While the natives of India appreciated the results of Lord Hastings's achievements, the court of directors grumbled at his having extended the British territory. They also disliked and opposed his measures for introducing education among the natives and his encouraging the freedom of the press. Posterity has, however, vindicated the policy of Lord Hastings in all respects. In 1819 he obtained the cession by purchase of the island of Singapore. In finance his administration was very successful, as not-withstanding the expenses of his wars he showed an annual surplus of two millions sterling. He laboured much at law reform, and he succeeded in greatly raising the status and character of the civil service of India. Lord and Lady Hastings by their stately and yet genial manners, and by their warm encouragement of literature and science, gave a high tone to the society of Calcutta. And he was the first governor-general to exhibit a personal interest in the exertions of the missionaries. Brilliant and beneficent as his career had been, Lord Hastings did not escape, any more than Clive, Warren Hastings, or Lord Wellesley, the assaults of unjust detraction.
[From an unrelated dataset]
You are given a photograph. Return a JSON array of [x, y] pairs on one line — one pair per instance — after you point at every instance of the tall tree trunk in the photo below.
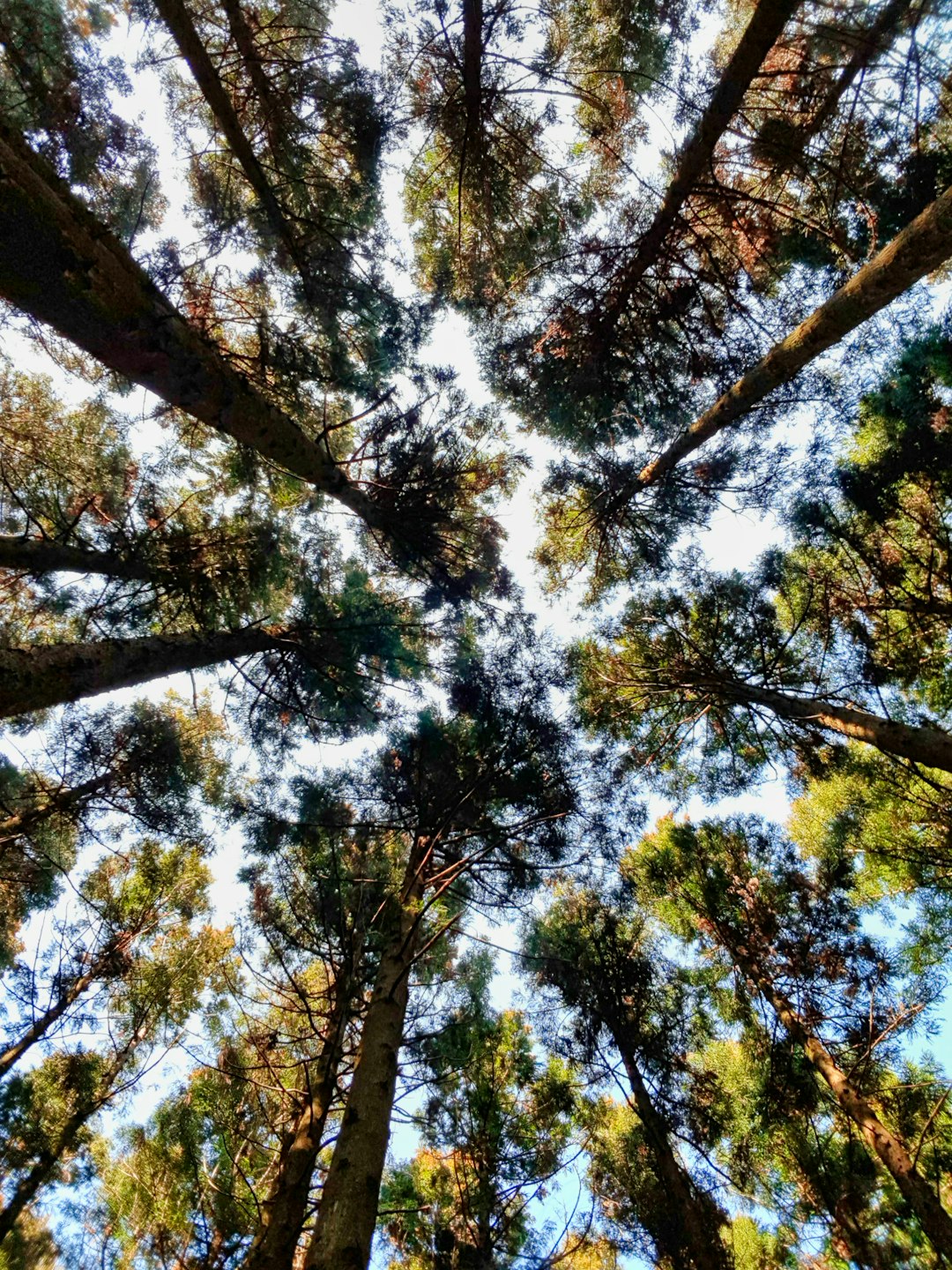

His last years of office were embittered by the discussions on a matter very notorious at the time, namely, the affairs of the banking-house of W. Palmer and Company. The whole affair was mixed up with insinuations against Lord Hastings, especially charging him with having been actuated by favouritism towards one of the partners in the firm. From imputations which were inconsistent with his whole character he has subsequently been exonerated. But while smarting under them he tendered his resignation in 1821, though he did not leave India till January 1823. He was much exhausted by the arduous and almost incredible labours which for more than nine years he had sustained. Among his characteristics it is mentioned that " his ample fortune absolutely sank under the benevolence of his nature;" and, so far from having enriched himself in the appointment of governor-general, he returned to England in circumstances which obliged him still to seek public employment. In 1824 he received the comparatively small post of governor of Malta, in which island he introduced many reforms and endeared himself to the inhabitants. He died in 1826, leaving a request that his right hand should be cut off and preserved till the death of the marchioness of Hastings, and then interred in her coffin.

No " Life " of the marquis of Hastings has appeared, but a diary of his first tours in India, written for his children, has been published, and affords interesting indications of his character. For further particulars of his career see the Asiatic Journal for November 1823, and the Annual Biography and Obituary for 1828; and for details of his Indian administration see Prinsep's work cited above, Wilson's continuation of Mill's History of India, and other Indian histories. (A. GR.)


Footnotes

517-1 For the interesting details of this campaign, as well as of the war in Nepaul, see Prinsep's History of the Political and Military Transactions in India, during the administration of the Marquis of Hastings.

517-2 Meadows Tavlor's Student's Manual of the History of India, p. 595.

517-3 Reply to Address of Inhabitants of Calcutta ; see Asiatic Journal, February 1819.